Whilst Theresa May has stated that a ‘running commentary’ on the Brexit negotiations will not be provided, there have been several updates from Westminster regarding the UK’s proposed withdrawal from the EU.

Firstly, David Davis MP, the Secretary of State for Exiting the EU, made a ministerial statement stating that the government was committed to withdrawing from the EU and would not try to “stay in the EU by the back door”. He confirmed that the Government will try to build a national consensus around its approach to Brexit, consulting as many stakeholders as possible, and will take time to get the negotiations right, despite pressure from Donald Tusk and other European politicians to trigger Article 50 TEU as soon as possible.

During questions afterwards, Davis stated that, for as long as the UK remains a member of the EU, it will continue to meet all obligations relating to the Unified Patent Court.

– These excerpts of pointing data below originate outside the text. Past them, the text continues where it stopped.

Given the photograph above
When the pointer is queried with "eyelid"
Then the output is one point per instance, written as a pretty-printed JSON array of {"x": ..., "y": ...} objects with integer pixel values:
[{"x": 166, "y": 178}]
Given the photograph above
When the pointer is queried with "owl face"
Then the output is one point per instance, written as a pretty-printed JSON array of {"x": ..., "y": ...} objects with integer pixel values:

Controversially, he also said it was “very improbable” that the UK would remain in the single market, a statement that Theresa May distanced herself from, stating that it was not Government policy but rather Davis’ opinion.

The Secretary of State for International Trade, Liam Fox MP, also received his first oral questions, during which he set out his department’s responsibilities, which include promoting exports of UK goods and services and delivering the best international trading framework outside the EU, announcing a new UK-India Trade Working Group to look at opportunities post-Brexit.

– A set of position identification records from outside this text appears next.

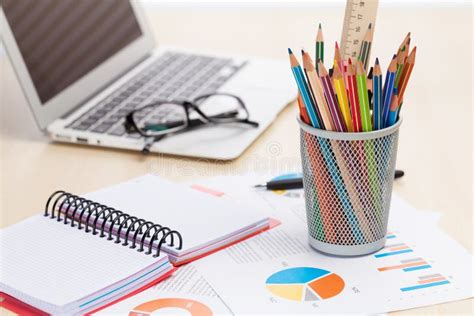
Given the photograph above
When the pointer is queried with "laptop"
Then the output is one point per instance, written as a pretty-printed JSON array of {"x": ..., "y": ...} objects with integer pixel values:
[{"x": 84, "y": 65}]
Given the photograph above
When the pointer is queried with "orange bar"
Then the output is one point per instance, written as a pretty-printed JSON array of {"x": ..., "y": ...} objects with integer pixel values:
[
  {"x": 399, "y": 248},
  {"x": 432, "y": 280},
  {"x": 401, "y": 266}
]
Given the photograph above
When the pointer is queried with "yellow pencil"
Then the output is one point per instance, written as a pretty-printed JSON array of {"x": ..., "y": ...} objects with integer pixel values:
[
  {"x": 338, "y": 80},
  {"x": 318, "y": 93}
]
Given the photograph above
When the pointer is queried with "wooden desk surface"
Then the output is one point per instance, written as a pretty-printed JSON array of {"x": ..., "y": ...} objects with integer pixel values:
[{"x": 435, "y": 142}]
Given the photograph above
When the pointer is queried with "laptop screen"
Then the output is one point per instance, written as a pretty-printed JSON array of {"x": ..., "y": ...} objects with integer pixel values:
[{"x": 62, "y": 40}]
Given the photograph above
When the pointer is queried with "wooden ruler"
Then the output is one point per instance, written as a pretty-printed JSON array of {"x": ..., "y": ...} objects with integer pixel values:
[{"x": 359, "y": 13}]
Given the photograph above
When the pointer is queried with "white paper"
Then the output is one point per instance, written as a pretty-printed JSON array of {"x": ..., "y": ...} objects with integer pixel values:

Additionally, the Lord Chancellor, Liz Truss MP, gave evidence to the Justice Select Committee, stating that she was working closely with the Department for Exiting the EU and the Department for International Trade on the issue of Brexit and would support a piece of work by the committee looking at issues affecting the Ministry of Justice post-Brexit.

During Parliamentary Questions, the Home Secretary, Amber Rudd MP, received questions regarding the Schengen Information System and European Arrest Warrant. It was confirmed that the government will continue to cooperate with their EU counterparts on these matters whilst the UK remains a member of the EU and is exploring options for future cooperation following Brexit. It was also outlined that the government would like to maintain the UK’s membership of Europol.

Finally, the Chancellor of the Exchequer, Philip Hammond MP, met with the European Financial Services Chairman’s Advisory Committee regarding the financial services industry. Afterwards, he stated that he is “determined to listen to what the industry has to say on key issues, like access to the single market” and signaled that ‘highly skilled’ workers, including bankers, should be exempt from any curbs to the free movement of people. Hammond will be holding further meetings with a variety of sectors in the coming months.